5 Tips for Starting Solids: A Smooth Transition to Solid Feeding
Starting solid feeding with your baby is exciting but can sometimes be slightly overwhelming for new parents. While there is a lot of advice to follow, we’ve compiled a list of 5 tips for starting solids from our speech-language pathologists. As always, there are some exceptions based on a child’s development and health history, so if you’re not sure, it’s always best to check in with a licensed feeding therapist.
Signs Of Readiness
Usually, around the 6-month mark, your child will be ready to start solids. Make sure they’re showing signs of readiness. We like to begin when baby is sitting up relatively unassisted, showing good neck control and strength, showing interest in food while watching parents or siblings, and bringing items (i.e., spoons, teethers, small toys) to their mouth. Remember, each child is different; as with other developmental milestones, they will be ready on their own time.

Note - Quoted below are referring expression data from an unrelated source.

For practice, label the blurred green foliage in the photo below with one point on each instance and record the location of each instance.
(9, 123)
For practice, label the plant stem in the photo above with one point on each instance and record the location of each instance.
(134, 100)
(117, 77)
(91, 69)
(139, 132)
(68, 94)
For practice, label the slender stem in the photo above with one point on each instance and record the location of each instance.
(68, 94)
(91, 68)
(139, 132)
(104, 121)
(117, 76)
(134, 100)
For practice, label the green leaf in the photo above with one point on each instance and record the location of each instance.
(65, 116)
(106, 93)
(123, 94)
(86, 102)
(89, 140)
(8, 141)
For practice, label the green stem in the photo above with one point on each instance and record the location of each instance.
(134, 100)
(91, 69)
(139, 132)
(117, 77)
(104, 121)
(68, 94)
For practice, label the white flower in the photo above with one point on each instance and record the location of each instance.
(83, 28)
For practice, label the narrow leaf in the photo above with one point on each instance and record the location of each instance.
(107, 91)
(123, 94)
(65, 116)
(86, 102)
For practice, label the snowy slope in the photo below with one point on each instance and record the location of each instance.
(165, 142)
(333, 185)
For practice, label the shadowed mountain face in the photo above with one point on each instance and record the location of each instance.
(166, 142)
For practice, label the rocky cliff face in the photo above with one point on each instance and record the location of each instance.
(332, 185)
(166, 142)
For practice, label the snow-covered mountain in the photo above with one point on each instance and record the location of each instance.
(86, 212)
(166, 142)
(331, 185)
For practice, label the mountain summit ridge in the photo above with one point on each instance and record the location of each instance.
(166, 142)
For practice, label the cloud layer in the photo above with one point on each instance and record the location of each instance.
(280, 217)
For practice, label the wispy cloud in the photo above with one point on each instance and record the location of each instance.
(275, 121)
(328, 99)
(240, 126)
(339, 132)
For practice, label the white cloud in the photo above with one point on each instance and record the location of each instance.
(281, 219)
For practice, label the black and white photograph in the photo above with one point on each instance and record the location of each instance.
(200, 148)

Introduce A Variety Of Foods
When introducing solid foods to your baby, start with various textures and tastes to promote oral and jaw development. Check out our blog post if you want ideas for easy foods to serve your child. Top 5 Best Foods to Introduce for Solid Feeding
Use Recommended Products
We have a variety of feeding products our therapists recommend for all stages of your feeding journey. Choosing the appropriate tools like a high chair with good support and proper utensils, is essential for oral development and stability for feeding.
Encourage Self- Feeding
Babies have such an ability to learn quickly, so feeding themselves can be a fun and powerful experience. Supporting self-feeding is helpful to their development, and it allows them to explore with their senses. Allowing them to touch, smell, lick, and maybe even smear it all over their hair can make a big difference in welcoming new foods. When they self-feed, they also get an opportunity to improve fine motor skills and independence!
Self-feeding or Baby Led Weaning can be all the rage, but it’s possible to use a responsive approach to feeding while spoon-feeding your baby. We suggest a shallow spoon, waiting for baby to lean in, and for the spoon to enter the mouth straight in and exit the mouth straight out. It’s helpful to avoid scraping the spoon on their top lip, as this doesn’t allow them to use their entire mouth. Does baby want to help? Allowing them to self-feed with spoons works too! Or you can bring out 2-3 spoons while feeding, so they can hold on to others while you feed them.